Docteur en Science politique, ancien auditeur de l’IHEDN, Caroline Galactéros a enseigné la stratégie et l’éthique à l’École de Guerre et à HEC. Colonel de réserve, elle dirige aujourd’hui la société de conseil Planeting et elle tient le blog Bouger les lignes. Le 12 février dernier elle a lancé, avec sept autres membres fondateurs, l’association Geopragma.

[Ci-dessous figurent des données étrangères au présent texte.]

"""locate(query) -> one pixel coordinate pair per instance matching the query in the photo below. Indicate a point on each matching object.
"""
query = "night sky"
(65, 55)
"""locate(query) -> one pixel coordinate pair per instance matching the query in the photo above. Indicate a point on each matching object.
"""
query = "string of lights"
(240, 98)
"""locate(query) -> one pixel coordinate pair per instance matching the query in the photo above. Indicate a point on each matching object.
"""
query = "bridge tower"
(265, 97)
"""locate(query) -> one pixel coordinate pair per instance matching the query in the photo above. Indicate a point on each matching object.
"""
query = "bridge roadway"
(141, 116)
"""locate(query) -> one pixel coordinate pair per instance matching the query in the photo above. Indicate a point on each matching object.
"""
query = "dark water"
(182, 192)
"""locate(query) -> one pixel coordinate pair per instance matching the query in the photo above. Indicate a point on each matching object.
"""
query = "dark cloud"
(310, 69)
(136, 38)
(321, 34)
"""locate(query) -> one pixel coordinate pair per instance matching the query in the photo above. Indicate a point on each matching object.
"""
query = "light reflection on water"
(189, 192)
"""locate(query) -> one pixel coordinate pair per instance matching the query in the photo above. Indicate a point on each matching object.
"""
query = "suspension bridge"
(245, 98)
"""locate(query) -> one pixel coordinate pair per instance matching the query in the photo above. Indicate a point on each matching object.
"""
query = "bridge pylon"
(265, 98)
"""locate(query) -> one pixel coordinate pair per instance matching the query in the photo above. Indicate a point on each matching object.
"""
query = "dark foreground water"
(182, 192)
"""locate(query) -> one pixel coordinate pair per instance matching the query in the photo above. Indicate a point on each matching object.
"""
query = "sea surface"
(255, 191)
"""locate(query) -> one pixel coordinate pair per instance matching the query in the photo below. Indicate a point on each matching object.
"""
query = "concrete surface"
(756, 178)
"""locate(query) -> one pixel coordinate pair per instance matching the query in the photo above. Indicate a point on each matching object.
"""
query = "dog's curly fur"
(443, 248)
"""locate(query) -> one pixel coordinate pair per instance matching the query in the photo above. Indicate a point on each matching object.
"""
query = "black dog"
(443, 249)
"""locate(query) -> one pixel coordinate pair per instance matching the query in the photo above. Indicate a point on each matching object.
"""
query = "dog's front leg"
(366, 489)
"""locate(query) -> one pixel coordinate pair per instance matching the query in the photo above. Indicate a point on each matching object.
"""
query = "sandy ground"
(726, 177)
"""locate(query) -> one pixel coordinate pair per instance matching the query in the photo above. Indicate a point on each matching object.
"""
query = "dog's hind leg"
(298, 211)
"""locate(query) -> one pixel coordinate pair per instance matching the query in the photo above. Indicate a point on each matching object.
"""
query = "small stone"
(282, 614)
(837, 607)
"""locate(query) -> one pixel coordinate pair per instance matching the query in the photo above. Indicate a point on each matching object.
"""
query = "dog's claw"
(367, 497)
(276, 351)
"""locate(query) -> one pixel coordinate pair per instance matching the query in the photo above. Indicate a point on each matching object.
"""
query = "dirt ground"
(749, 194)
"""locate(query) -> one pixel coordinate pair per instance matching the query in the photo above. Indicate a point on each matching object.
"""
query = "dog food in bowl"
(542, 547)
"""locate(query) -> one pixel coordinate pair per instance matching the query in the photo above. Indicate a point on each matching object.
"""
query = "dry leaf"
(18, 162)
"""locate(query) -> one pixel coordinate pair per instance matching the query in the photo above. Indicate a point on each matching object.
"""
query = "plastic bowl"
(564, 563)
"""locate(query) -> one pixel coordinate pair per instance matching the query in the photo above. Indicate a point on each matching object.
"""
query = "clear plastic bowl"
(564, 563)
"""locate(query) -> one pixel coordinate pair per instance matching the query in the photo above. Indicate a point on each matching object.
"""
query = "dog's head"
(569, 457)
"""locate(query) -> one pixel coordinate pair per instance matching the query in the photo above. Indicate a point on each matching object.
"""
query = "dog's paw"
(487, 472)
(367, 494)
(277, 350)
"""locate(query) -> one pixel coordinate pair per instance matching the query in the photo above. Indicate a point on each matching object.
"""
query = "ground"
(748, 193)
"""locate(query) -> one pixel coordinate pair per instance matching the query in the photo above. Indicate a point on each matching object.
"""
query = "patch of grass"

Caroline Galactéros a accépté de répondre au Portail de l’IE au sujet de ce nouveau think tank qui a aussi l’ambition être un action tank au service des intérêts stratégiques de la France et de ses entreprises.
Portail de l’IE (PIE) : Qu’est-ce qui vous a décidé à créer GEOPRAGMA ?
Caroline Galactéros : Ce qui m’a frappé, c’est que je connais beaucoup de gens dans de nombreux milieux, de spécialistes, d’experts et d’hommes d’affaires qui touchent la matière, qui pensent comme moi et qui croient que dès que l’on a un dialogue amical, en confiance, qu’on fait preuve d’un bon sens argumenté par une pratique, on est infiniment plus efficace qu’en faisant la morale à partir d’une position de surplomb. Mais ces personnes, très présentes dans le milieu de la recherche stratégique française, sont pour beaucoup isolées voire marginalisées. Et la pensée comme la pratique stratégiques françaises s’en trouvent grandement affectées puisqu’elles sont maintenues dans une sorte de vase clos stratégique avec, in fine, une sensible régression de notre influence globale, de notre crédibilité et même une remise en cause de notre statut de puissance. Nous voulons fédérer ces diverses personnalités autour d’une plateforme à l’échelle nationale puis progressivement internationale, qui aura un regard réaliste et pragmatique sur les questions internationales.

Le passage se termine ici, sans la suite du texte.